According to a statement by Homeland Security Chief Privacy Officer Hugo Teufel III, the Department of Homeland Security has posted on its Web site, and will publish on Monday in the Federal Register, four Privacy Act records involving the Automated Targeting System (ATS). The records are an updated System of Records Notice (SORN), the discussion of public comments received on the SORN, a notice of proposed rulemaking for privacy act exemptions, and a privacy impact assessment (PIA).  In doing so, said Teufel, the department has strengthened privacy protections for all individuals traveling in to and out of the United States.

ATS assists U.S. Customs and Border Protection (CBP) frontline officers in frustrating the ability of terrorists to gain entry into the United States, enforcing all import and export laws, and facilitating legitimate trade and travel across U.S. borders.
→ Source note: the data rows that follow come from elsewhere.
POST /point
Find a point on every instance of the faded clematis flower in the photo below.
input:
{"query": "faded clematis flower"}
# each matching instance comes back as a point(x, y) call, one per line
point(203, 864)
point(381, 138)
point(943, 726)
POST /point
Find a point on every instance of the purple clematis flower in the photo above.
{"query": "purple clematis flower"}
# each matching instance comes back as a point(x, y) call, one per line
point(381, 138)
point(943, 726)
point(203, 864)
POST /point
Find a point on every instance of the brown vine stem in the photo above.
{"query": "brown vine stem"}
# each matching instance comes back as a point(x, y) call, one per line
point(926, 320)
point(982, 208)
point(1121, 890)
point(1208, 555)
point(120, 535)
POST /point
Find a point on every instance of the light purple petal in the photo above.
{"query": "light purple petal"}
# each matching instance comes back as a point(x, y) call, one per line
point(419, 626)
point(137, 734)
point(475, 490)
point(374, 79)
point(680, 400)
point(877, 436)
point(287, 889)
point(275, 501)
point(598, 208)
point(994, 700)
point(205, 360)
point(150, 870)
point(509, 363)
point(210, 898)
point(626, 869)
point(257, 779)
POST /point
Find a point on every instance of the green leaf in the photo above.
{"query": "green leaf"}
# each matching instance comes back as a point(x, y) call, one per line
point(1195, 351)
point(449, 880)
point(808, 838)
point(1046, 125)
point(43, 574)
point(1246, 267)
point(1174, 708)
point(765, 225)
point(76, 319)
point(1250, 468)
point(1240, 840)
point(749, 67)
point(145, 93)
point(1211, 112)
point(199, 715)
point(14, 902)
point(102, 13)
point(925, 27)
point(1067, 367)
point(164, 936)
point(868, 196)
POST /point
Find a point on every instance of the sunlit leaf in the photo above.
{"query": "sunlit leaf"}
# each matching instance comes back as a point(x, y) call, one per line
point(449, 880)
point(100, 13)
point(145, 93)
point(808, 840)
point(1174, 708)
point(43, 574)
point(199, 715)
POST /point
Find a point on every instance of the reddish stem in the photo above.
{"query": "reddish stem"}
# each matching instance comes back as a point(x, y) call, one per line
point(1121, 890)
Following publication on Nov. 2, 2006 of the initial SORN, the department received several hundred comments on the SORN and PIA, many of which concerned ATS-P, the passenger screening module used by CBP officers. The department responded to these comments by revising the SORN.

Notable revisions to the SORN include:

• ATS-P will retain the information for a far shorter period of time.  Under the revised SORN, the retention period is 15 years (7 years active and 8 years dormant), a significant decrease from the proposed 40-year period.  

• Under ATS-P, the purposes for which Passenger Name Record data (PNR) may be used have been narrowed.  

• The updated SORN implements the department's mixed-system policy, which administratively extends the protections of the Privacy Act of 1974 to non-U.S. persons by providing access and redress to their PNR data.   

ATS-P treats all passengers equally, continued Teufel. ATS does not profile by race, ethnicity or arbitrary assumptions. The department does not collect information on race, ethnicity, religion or orientation, or make decisions based on such information, and to the extent such information may be provided by a carrier, the department filters that information out.  

Further, ATS-P does not use a score to determine an individual's risk level.  Rather, ATS-P compares PNR and Advanced Passenger Information System data with law enforcement records and threat-based scenarios for use by law enforcement officials to intercept high-risk travelers, identify persons of concern, and identify patterns of suspicious activity, which may be used to identify other high risk travelers previously unknown to law enforcement. The scenarios are drawn from previous and current law enforcement and intelligence information.

ATS does not replace human decision making, said Teufel.  It is a decision-making support tool for use by trained law enforcement officials. "It is the assessment of my office," concluded Teufel, "that ATS continues to have strong access controls, including regular auditing and training of personnel and strong information technology security."